[PATCH 11/24] gitweb/lib - capture output directly to cache entry file

[Date Prev][Date Next][Thread Prev][Thread Next][Date Index][Thread Index]

 



This commit makes it possible to capture output redirecting STDOUT to
cache entry file; this way we don't need to store whole output in
memory in order to cache it.

The ->capture() method in GitwebCache::Capture::Simple is extended so
it signature is now ->capture($code[, $to]).  This means that it
accepts optional $to parameter, which specifies either filehandle open
for writing, or a file name, which would be used to capture output
instead of in-memory file.  The ->capture_start() and ->capture_stop()
methods that are used by ->capture() also got updated.

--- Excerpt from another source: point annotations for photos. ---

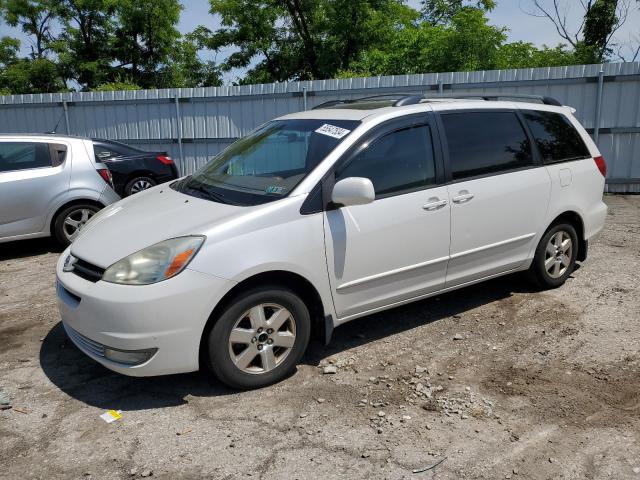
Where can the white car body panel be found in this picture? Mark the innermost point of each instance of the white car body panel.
(359, 259)
(405, 264)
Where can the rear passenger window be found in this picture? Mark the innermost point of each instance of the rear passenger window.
(556, 137)
(23, 156)
(400, 161)
(485, 142)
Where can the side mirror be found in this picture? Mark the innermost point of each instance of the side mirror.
(353, 191)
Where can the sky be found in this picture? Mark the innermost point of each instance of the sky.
(509, 13)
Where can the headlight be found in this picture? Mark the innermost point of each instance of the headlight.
(155, 263)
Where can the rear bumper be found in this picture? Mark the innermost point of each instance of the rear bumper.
(166, 318)
(108, 196)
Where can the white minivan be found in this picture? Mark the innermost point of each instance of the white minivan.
(323, 216)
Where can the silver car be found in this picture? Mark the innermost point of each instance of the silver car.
(50, 185)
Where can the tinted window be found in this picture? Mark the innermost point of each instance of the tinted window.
(23, 156)
(103, 153)
(485, 142)
(399, 161)
(556, 138)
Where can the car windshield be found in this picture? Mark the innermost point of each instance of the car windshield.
(268, 163)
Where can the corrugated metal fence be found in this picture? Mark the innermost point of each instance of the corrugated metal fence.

GitwebCache::SimpleFileCache acquired new ->compute_fh($key, $code_fh)
method.  Instead of passing and returning data like ->compute(), it
passes and returns filehandles and filenames.  While $code parameter
in ->compute($key, $code) call is expected to generate and return data
to be cached, the $code_fh parameter in ->compute_fh($key, $code_fh)
call is expected to print generated data to filehandle provided as its
parameter.  Instead of returning data (either from cache or generated)
like ->compute(), the new ->compute_fh() method returns filehandle and
filename to read data from.

The cache_output subroutine in GitwebCache::CacheOutput now uses
->compute_fh method if cache supports it.  The contents of file that
is returned by ->compute_fh is dumped to STDOUT using File::Copy::copy.

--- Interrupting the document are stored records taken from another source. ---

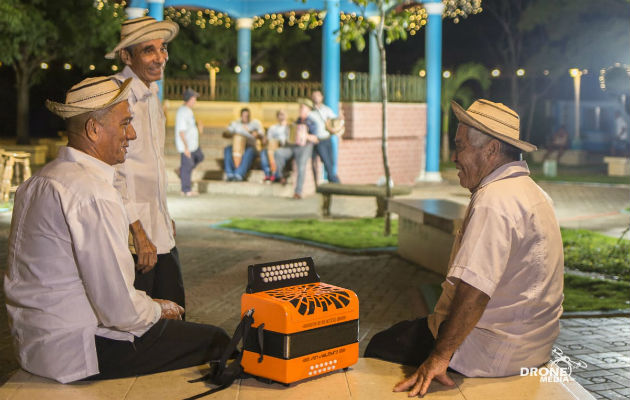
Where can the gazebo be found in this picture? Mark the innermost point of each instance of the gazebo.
(245, 10)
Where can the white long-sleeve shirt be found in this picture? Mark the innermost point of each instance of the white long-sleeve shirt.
(141, 179)
(70, 274)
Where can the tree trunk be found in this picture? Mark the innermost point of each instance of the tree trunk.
(530, 117)
(22, 81)
(514, 91)
(381, 47)
(445, 124)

Note that ->compute_fh interface is non-standard, and is not supported
by any caching module known to author.  Closest to it is ->handle($key)
method in the Cache[1] interface (proxied to ->entry($key)->handle()).

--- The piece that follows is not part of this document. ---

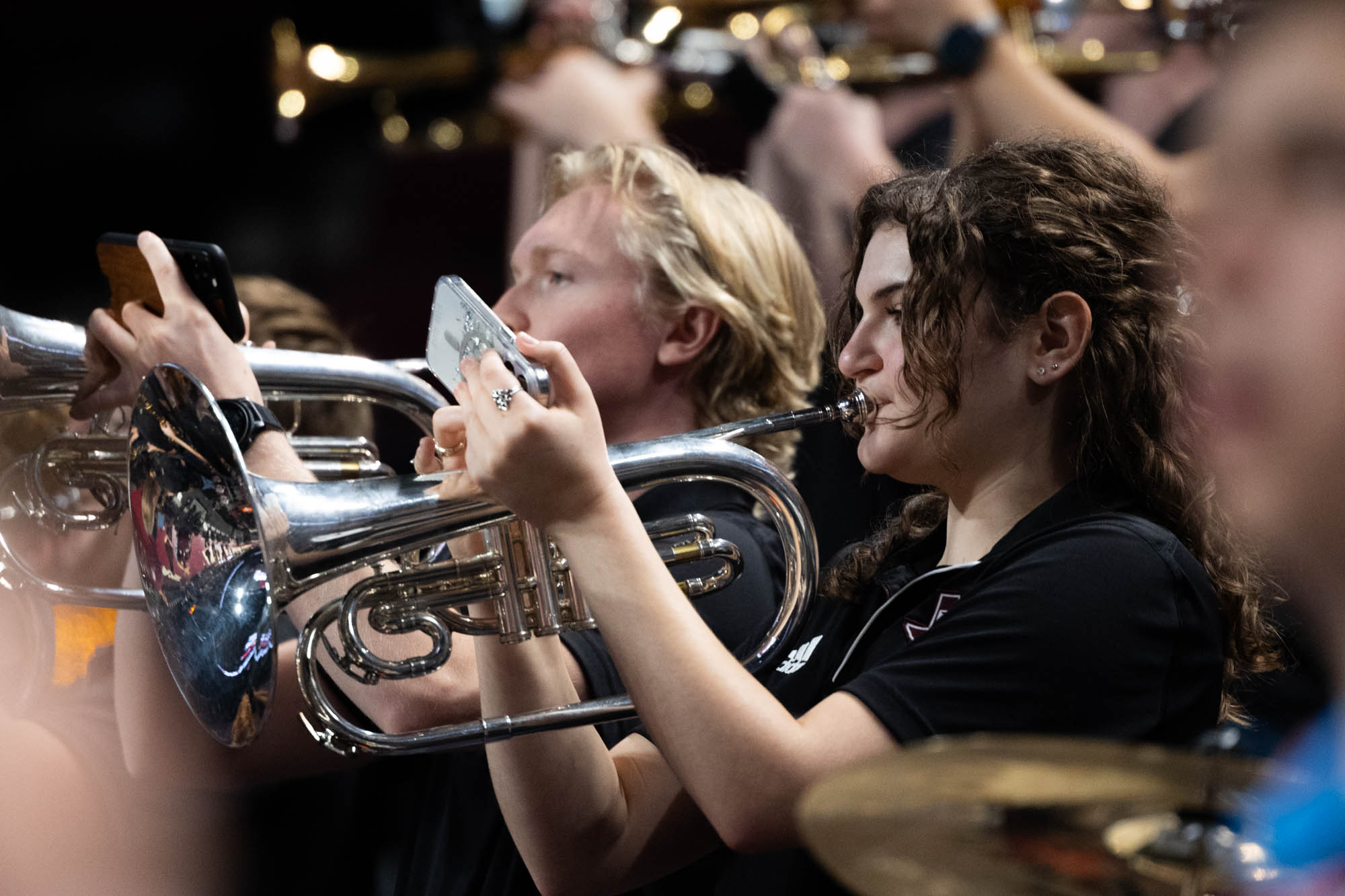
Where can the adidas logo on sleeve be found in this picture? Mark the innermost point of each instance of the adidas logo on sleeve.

[1]: http://p3rl.org/Cache


Added tests for capturing to file in t9503, and of ->compute_fh method
in t9504.

Inspired-by-idea-by: John 'Warthog9' Hawley <warthog9@xxxxxxxxxx>
Signed-off-by: Jakub Narebski <jnareb@xxxxxxxxx>
---
This patch was inspired of behavior of cache and capturing output in
"Gitweb caching v7" series (or at least my v7.4 minimal rewrite).  It
was not present in previous version of this series... this means that
it might be less well thought out.


The major difference from the way it is done in "Gitweb caching v7" by
J.H. is that it tries to keep those three areas: caching, capturing
and integration with gitweb (caching captured output) separate.  As it
was said earlier, it allows to "unit test" those modules/packages
separately.  I think it also makes this solution easier to maintain.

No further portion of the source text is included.